Uroczystość w Boguszach zakończono wręczeniem medalu "Pro Patria" dla starosty gminy Mariampol i opiekuna miejsca pamięci w Boguszach Andrzeja Żabiełowicza oraz złożeniem kwiatów przy pomniku upamiętniającym aresztowanie przez NKWD sztabu wileńskiego AK. W uroczystości uczestniczyli weterani drugiej wojny światowej, przedstawiciele polskich władz, w tym MSWiA i MON, Wojska Polskiego, duchowni, harcerze i licznie obecni Polacy żyjący na Wileńszczyźnie.
W sobotę upamiętnienie operacji "Ostra Brama" odbędzie się również w Kalwarii Wileńskiej. Hołd żołnierzom AK przed ich pomnikiem złoży marszałek Sejmu Marek Kuchciński. Wydarzenie to - jak podała Kancelaria Sejmu - będzie miało bezprecedensowy charakter, ponieważ po raz pierwszy ma wziąć w nim udział delegacja parlamentu Litwy - marszałkowi Kuchcińskiemu będzie towarzyszył poseł Emanuelis Zingeris. W niedzielę obchody przeniosą się do Wilna; planowane są msza w kościele św. Teresy i nawiedzenie obrazu Matki Boskiej Ostrobramskiej oraz apel pamięci na jednej z najważniejszych polskich nekropolii - Rossie.

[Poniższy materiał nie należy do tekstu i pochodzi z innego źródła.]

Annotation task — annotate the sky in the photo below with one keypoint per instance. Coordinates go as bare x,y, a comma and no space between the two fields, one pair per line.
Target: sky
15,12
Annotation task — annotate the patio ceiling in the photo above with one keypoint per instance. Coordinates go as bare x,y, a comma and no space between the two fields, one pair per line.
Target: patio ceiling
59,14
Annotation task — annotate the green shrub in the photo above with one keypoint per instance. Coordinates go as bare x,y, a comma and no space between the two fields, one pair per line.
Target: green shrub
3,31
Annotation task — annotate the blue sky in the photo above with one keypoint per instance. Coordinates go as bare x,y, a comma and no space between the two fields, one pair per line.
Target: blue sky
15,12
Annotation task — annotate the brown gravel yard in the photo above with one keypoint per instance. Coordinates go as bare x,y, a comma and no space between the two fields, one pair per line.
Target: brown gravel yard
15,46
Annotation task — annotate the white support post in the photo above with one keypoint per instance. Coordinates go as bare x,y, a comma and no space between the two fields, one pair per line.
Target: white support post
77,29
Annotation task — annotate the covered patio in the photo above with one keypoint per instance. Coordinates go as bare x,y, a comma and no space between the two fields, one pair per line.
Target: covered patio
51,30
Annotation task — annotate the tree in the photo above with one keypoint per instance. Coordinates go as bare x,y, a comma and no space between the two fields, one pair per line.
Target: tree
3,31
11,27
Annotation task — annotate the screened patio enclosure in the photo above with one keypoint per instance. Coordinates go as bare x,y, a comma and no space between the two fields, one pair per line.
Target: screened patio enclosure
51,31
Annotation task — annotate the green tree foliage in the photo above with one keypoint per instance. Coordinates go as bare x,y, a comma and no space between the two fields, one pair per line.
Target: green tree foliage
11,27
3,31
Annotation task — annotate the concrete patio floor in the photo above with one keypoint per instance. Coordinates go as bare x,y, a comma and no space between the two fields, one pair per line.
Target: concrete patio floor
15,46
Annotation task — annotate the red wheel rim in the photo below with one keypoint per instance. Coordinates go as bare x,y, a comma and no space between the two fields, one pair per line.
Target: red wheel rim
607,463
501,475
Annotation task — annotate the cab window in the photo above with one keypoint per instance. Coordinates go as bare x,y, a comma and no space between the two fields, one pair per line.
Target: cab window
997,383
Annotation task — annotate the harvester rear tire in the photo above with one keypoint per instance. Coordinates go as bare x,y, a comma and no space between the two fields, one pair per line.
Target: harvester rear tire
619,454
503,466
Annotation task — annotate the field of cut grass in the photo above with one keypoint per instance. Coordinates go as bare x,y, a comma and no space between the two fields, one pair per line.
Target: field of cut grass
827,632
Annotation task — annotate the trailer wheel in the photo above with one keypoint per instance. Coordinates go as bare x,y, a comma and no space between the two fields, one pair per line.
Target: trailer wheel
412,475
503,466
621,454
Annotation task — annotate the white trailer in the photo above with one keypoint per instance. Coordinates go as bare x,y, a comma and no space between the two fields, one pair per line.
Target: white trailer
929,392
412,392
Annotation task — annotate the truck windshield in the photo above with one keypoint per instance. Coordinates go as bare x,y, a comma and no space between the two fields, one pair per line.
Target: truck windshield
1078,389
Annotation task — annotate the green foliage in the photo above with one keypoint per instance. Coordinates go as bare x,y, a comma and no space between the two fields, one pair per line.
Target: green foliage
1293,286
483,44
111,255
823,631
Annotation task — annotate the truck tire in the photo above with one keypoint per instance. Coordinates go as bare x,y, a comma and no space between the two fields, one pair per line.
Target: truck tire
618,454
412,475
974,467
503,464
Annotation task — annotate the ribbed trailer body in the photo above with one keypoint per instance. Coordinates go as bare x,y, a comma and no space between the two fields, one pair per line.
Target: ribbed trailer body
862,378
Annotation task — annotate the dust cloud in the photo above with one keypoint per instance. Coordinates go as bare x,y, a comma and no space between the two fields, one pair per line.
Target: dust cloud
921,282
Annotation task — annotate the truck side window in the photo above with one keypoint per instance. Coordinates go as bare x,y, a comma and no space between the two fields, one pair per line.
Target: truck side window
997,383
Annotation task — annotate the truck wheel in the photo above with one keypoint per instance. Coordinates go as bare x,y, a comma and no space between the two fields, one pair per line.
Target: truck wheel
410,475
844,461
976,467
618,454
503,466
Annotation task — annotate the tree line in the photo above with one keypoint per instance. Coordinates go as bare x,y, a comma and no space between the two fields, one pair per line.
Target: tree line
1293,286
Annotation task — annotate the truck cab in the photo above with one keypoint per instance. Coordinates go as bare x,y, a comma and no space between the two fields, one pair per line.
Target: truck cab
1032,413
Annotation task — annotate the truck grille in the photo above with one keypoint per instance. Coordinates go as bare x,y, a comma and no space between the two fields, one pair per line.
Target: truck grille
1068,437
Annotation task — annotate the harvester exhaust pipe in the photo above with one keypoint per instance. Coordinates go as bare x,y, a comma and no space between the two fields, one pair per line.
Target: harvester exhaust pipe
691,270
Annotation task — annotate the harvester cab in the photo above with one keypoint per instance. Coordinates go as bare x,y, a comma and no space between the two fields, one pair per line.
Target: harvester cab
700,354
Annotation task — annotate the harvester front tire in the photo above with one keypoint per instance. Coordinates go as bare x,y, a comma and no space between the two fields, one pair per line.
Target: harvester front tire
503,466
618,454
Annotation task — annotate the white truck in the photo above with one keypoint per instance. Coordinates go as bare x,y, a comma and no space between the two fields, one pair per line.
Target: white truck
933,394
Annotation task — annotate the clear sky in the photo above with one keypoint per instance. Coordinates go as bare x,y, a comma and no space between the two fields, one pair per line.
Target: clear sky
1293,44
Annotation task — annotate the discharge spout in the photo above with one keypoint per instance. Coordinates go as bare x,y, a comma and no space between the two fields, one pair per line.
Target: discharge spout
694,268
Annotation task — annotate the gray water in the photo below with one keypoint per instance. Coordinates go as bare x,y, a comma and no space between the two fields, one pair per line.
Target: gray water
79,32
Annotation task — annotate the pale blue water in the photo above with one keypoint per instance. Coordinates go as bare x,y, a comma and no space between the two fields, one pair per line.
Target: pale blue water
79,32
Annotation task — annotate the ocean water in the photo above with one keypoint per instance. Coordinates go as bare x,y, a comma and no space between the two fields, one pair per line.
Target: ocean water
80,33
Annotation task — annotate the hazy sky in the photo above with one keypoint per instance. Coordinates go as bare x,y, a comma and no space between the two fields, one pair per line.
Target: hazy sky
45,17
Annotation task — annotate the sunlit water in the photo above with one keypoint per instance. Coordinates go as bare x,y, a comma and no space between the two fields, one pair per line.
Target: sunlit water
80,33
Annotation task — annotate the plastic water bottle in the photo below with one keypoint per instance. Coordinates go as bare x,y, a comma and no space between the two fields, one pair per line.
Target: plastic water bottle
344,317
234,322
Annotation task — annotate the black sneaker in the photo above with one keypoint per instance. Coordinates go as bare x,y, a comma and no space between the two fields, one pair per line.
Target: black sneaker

75 lat temu, w nocy z 6 na 7 lipca 1944 r., rozpoczęła się operacja "Ostra Brama", którą były walki żołnierzy Armii Krajowej z Niemcami o Wilno; oddziały dowodzone przez ppłk. Aleksandra Krzyżanowskiego "Wilka" zamierzały przejąć miasto przed wkroczeniem Armii Czerwonej. Ostatecznie polscy żołnierze walczyli wspólnie z Sowietami, by po kilku dniach wyzwolić Wilno spod niemieckiej okupacji. Z okazji rocznicy Urząd ds. Kombatantów i Osób Represjonowanych zorganizował dla weteranów kilkudniową podróż patriotyczną na Wileńszczyznę, by mogli oddać hołd poległym w lipcu 1944 r. kolegom.